TEMPO.CO, Jayapura - Perasaan cemas terpancar dari wajah Laramina, 63 tahun. Pedagang aksesoris pakaian di Pasar Hamadi, Jayapura, Papua itu tak lagi menggelar lapak dagangannya sejak kerusuhan pecah di kota tersebut, Kamis 29 Agustus lalu. “Saya lihat kondisi dulu,” ujar warga Jalan Hamadi Rawa I, Ahad, 1 September 2019.
Laramina terpakasa berhenti sementara berdagang lantaran khawatir terjadi kerusuhan susulan. Ia dan sejumlah kolega memilih untuk menyimpan seluruh barang dagangan di rumah hingga situasi keamanan kembali pulih. “Keadaan sekarang masih panas,” kata dia.
Laramina merupakan pria asal Sulawesi Selatan yang sudah melakoni hidup sebagai pedagang di pasar Hamadi selama 40 tahun. Sejak bermukin di Jayapura, kata dia, baru kali ini terjadi gesekan antara warga Papua dengan para pendatang. “Saya tidak tahu kenapa kami menjadi sasaran,” kata dia.
Saat terjadi kerusuhan pada Kamis lalu, kata Laramina, bangunan milik koleganya di sepanjang pelabuhan Jayapura hangus dilalap api. Bangunan tersebut dibakar setelah sebelumnya dijarah para demonstran. Seluruh pemilik kios terpaksa mengungsi ke dalam pelabuhan Jayapura yang dijaga tentara.
Kerusuhan di Jayapura merupakan buntut dari ucapan rasisme sejumlah organisasi masyarakat di Kota Surabaya dan Malang. Ribuan warga Papua turun ke jalan meluapkan kemarahan mereka dengan merusak dan membakar sejumlah bangunan mulai daerah Expo hingga Kota Jayapura.
Dampak dari kerusuhan itu membuat pemilik toko yang berjejer di depan pasar Hamadi menutup usaha. Sebagian di antara mereka tetap membuka kios dalam keadaan waspada. Pengelola minimart SRC, misalnya. Hari ini tetap melayani pembeli, namun sebagian pintu dan tembok kacanya tertutup pagar geser.
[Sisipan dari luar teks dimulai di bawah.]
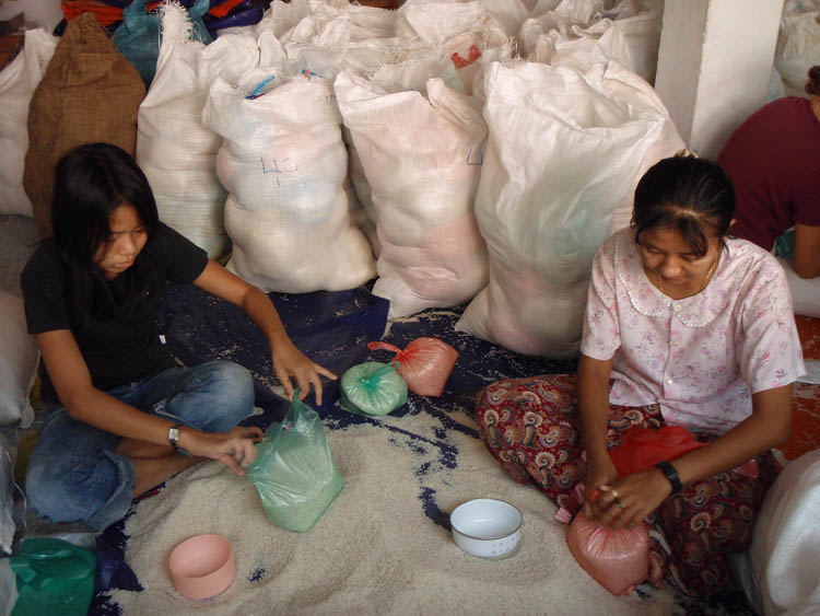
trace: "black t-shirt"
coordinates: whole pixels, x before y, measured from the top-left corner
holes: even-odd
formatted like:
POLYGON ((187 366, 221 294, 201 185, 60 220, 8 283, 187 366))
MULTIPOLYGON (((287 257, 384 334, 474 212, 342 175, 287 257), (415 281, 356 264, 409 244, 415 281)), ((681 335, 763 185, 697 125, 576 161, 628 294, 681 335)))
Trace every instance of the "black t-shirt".
MULTIPOLYGON (((153 376, 174 365, 167 350, 160 344, 156 327, 165 283, 192 282, 208 264, 204 251, 162 223, 137 258, 150 264, 156 283, 136 307, 133 302, 117 304, 106 319, 91 315, 80 319, 71 314, 67 275, 60 251, 52 240, 40 244, 20 278, 28 333, 70 329, 89 367, 92 383, 98 390, 108 391, 153 376)), ((132 270, 127 269, 107 281, 115 301, 127 297, 130 276, 132 270)), ((42 368, 40 374, 40 396, 45 400, 58 402, 45 369, 42 368)))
Pasar Hamadi terletak di bawah jalan Argapura yang menjadi lintasan para demonstran. Dari jalan raya, lokasinya harus disusuri setengah kilometer melewati jalan terjal yang menjorok ke arah laut. Saat kerusuhan Kamis lalu, pasar ini tak menjadi sasaran aksi vandalisme para demonstran.
Meski selamat dari sasaran demonstran, hampir setengah dari 800 pedagang di pasar itu tidak berdagang. Menurut Steven Hababuk, petugas keamanan Pasar Hamadi, isu akan terjadinya demonstrasi susulan membuat pasar membeku selama dua hari. “Baru dibuka hari ini,” katanya.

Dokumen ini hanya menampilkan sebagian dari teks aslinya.